Pada saat menjelang waktu sahur pada bulan ramadhan, kita biasanya mendengar adanya peringatan waktu imsak yang di dengungkan, baik di masjid – masjid , radio maupun televisi. Kebiasaan yang sudah membudaya di kita.
Apa kah itu imsyak dan adakah syariat yang membolehkannya…?

Ada sebuah hadist
” Jika salah seorang di antara kamu mendengar Adzan sedangkan ia masih memegang piring( makan ), maka jangan lah ia meletak kan sehingga ia menyelasikan makannya..”
( HR Imam Ahmad, Abu Daud, Hakim dan di shahih kan oleh adz Dzahabi )

” Pada waktu iqamah di kumandangkan, Umar masih memegang gelas. Umar bertanya ke pada rasulullah; ” Apakah saya masih boleh minum ya Rasulullah ? ” Beliau menjawab; ” Ya ( BOleh ). Kemudiam Umar pun minum. ( HR Ibnu Jarir 3/527/3017 )
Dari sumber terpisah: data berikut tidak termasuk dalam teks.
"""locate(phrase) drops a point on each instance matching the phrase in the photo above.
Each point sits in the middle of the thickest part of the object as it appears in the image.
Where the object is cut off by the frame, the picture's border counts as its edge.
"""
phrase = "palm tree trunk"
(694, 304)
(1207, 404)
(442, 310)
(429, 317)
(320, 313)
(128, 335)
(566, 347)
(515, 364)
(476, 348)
Di riwayat kan dari Syuhaib bin gharaqah al Bariqi dari Hibban bin Harist ia berkata “Kami pernah makan sahur bersama Ali bin abi thalib RA, maka takala kami telah selesai makan sahur, Ia menyuruh muadzin untuk iqamat.( shalat ) ( At Thahawi dalam syarah al ma’ani 1/106 dan Al Muhlis dalam Al Fawaid al munthaqah 8/11/1 )
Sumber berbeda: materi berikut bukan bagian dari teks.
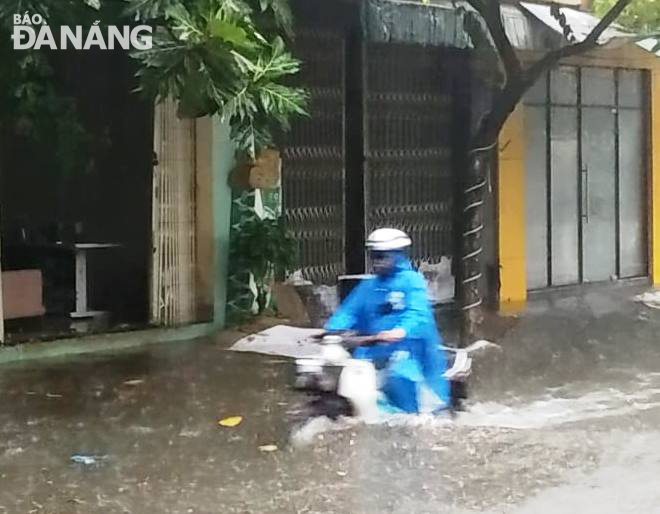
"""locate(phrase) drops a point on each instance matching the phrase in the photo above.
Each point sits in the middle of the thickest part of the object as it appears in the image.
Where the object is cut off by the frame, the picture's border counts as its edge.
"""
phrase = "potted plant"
(267, 250)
Dari Anas bin malik dari Zaid bin Tsabit RA berkata ” Kami makan sahur bersma Rasulullah kemudian beliau bangkit untuk shalat shubuh. ” Anas berkata; ” aku bertanya kepada zaid: berapa lama zarak antara sahur dan iqomat? ia menjawab : Kurang lebih membaca lima puluh ayat. ( HR Bhukhari 1801, muslim 1097)
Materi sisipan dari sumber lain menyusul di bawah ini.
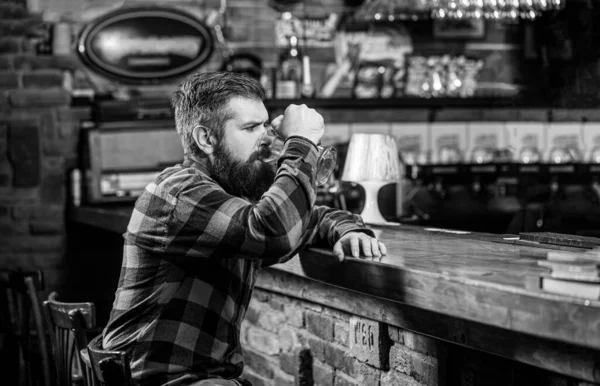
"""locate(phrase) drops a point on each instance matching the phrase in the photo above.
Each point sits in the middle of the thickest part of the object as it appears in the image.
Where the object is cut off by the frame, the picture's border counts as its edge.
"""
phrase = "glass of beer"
(326, 160)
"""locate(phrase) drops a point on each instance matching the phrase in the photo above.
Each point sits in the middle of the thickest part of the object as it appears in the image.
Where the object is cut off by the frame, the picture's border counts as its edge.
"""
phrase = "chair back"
(68, 324)
(110, 367)
(23, 297)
Hadist ini menerang kan kebiasaan Rasulullah sahur menjelang shalat setelah Adzan di kumandangkan. Oleh karena itu setelah makan Beliau bangkit untuk shalat subuh
Jadi kesimpulannya tidak adanya waktu imsak dalam syariat islam, dan kita di perbolehkannya makan dan minum hingga iqamat di kumandangkan.
Seperti yang di maksud ayat AL Baqarah 187 ” makan dan minum lah hingga jelas bagimu benang putih dari benang hitam , yaitu fajar ( AL Baqarah 187)

Ayat ini menerangkan dengan jelas batasan Sahur yaitu terangnya cahaya fajar.